Friday, September 25, 2020

Raising Voices: Amethyst Heels

Today sees the beginning of a new series of guest posts here on Fuggled, which I am calling "Raising Voices". The aim of this series is to amplify, as much as this blog can do, the voices of people in the beer world who come from communities that are under-represented in the mainstream of beer communications, such as people of colour and LGBT.

I very much believe that beer is the people's drink and as such is open to all, regardless of background. Yet, so often the voices we hear talking about beer are very much like me, white, financially middle to upper middle class, straight, and male. Being the people's drink, the beer community should be intrinsically diverse and inclusive, and such diversity reflected in the media we produce.
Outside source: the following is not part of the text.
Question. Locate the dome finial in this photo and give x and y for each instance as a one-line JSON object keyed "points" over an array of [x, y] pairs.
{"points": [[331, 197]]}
Today's post is by Ruvani de Silva or the Craft Beer Amethyst site, and perhaps better known by her Twitter handle "Amethyst Heels", so to avoid waffling on, I hand over to her...


When I walked into my very first Great British Beer Festival at London’s Earl’s Court back in August 2005, I (rather obviously) had no idea that fifteen years later I would be a beer writer, beer nerd, beer traveller and beer advocate. If I had known, however, I would not have been at all surprised to hear that I would be one of the only South Asian voices in the industry. 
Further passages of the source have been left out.